The Science Museum in London can be found in Exhibition Road, South Kensington. It's a fair walk from the tube station, but if you follow the signs through the underpass and remember to take the correct exit, it's much more straight forward.
Entry to the Science Museum is free and they are open from 10.00-18.00 every day. From the outside it looks nothing special, just another grey stone building, which appart from the Science Museum flags, would blend in anonymously with all the other bulidng in the street. Once inside the museum you will appreciate the vastness of the building and the stark change from Old Victorian (or possibly earlier, I don't know) to Hi-tech modern. Everything is white and airy.
There are six and half floors to the Science Museum which stretch back and back, appearing to go on forever. In the Basement is the Garden, an interactive play area for the under 6s. This is great as they get little waterproof aprons to wear and get to run around exploring all sort of sciencey things. My favourite is the hanging fiber-optic light cables.
On the Ground floor you can explore the development of travel through the last 100 years, and this includes seeing Stephenson's Rocket, and some Space vehicles that look like they were made in a Blue Peter studio. On other floors there are exhibitions on Time, Flight, Telecommunications, Ships and Medicine, to name but a few. One of my favourites is the Medicine gallery on the floor five, which is the top floor and the one I have counted as a half, because its really quite small. The exhibition takes you through the history of medicine development and is really quite gorey in places.

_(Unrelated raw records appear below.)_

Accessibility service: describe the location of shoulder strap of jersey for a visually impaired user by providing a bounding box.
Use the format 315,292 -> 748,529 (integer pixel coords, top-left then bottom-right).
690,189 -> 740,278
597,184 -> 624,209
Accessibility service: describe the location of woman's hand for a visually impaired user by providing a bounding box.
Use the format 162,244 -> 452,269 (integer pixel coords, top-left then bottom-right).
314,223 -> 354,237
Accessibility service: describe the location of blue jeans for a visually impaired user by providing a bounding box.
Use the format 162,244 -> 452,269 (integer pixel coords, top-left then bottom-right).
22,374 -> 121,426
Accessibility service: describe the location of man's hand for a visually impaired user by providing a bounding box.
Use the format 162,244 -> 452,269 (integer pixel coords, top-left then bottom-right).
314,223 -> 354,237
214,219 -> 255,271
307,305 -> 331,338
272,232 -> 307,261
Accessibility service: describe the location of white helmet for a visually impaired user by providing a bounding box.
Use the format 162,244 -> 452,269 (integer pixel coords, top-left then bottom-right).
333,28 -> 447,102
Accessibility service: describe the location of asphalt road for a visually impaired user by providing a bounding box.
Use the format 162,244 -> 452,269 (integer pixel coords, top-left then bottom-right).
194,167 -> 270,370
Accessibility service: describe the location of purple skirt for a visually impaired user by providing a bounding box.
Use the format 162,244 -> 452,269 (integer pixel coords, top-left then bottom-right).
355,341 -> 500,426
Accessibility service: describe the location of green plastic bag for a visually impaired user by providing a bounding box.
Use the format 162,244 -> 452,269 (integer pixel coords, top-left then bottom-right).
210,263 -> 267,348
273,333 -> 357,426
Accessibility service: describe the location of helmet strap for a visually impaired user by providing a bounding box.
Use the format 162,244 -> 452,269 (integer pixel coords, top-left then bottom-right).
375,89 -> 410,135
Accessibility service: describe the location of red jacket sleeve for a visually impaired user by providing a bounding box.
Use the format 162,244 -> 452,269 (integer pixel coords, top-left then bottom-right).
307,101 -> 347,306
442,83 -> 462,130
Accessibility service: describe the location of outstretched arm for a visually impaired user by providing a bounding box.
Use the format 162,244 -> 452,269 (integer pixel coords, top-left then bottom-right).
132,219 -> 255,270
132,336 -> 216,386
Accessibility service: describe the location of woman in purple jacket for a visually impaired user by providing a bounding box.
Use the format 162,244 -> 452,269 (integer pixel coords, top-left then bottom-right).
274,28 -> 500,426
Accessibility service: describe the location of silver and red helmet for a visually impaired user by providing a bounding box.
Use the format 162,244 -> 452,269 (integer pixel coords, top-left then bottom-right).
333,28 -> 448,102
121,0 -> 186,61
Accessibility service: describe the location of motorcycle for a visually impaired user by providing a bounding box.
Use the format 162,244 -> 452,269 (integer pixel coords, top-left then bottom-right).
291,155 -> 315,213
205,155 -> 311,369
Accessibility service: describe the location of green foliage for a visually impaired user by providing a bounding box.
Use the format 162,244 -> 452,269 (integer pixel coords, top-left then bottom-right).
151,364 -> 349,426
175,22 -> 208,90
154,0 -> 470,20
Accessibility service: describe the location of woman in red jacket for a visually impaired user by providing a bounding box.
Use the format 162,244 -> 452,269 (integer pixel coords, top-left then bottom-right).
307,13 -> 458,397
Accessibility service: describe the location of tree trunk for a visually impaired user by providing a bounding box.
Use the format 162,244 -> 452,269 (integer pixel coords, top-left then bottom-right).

The other big hands on gallery for kids is Launch Pad on floor three. It is aimed at children 8-14 years old. This is very often booked out to schools during the week, but is open to the public as well. It has over 50 hands on things for them to do including a shadow room, investigations into building (towers, brigdes, overhangs), sailing using the power of the wind, electricity and water powered rockets. Kids love it, the hard part is getting them out again.
Most of the exhibits in the museum are the same from year to year, but a few are changed on a regular basis. I had fun in the Dan Dare Exhibition recently, looking at things like old black and white TVs, twin-tub washing machines, record players and other such things that I remember, but the children I was with thought were ancient and in some cases barely recognisable.
If you are going to pay a visit to the museum, you need to allow at least a day to do it justice. Plus, although its free, you might want to stock up on money to spend in the shop on the ground floor. Its ace.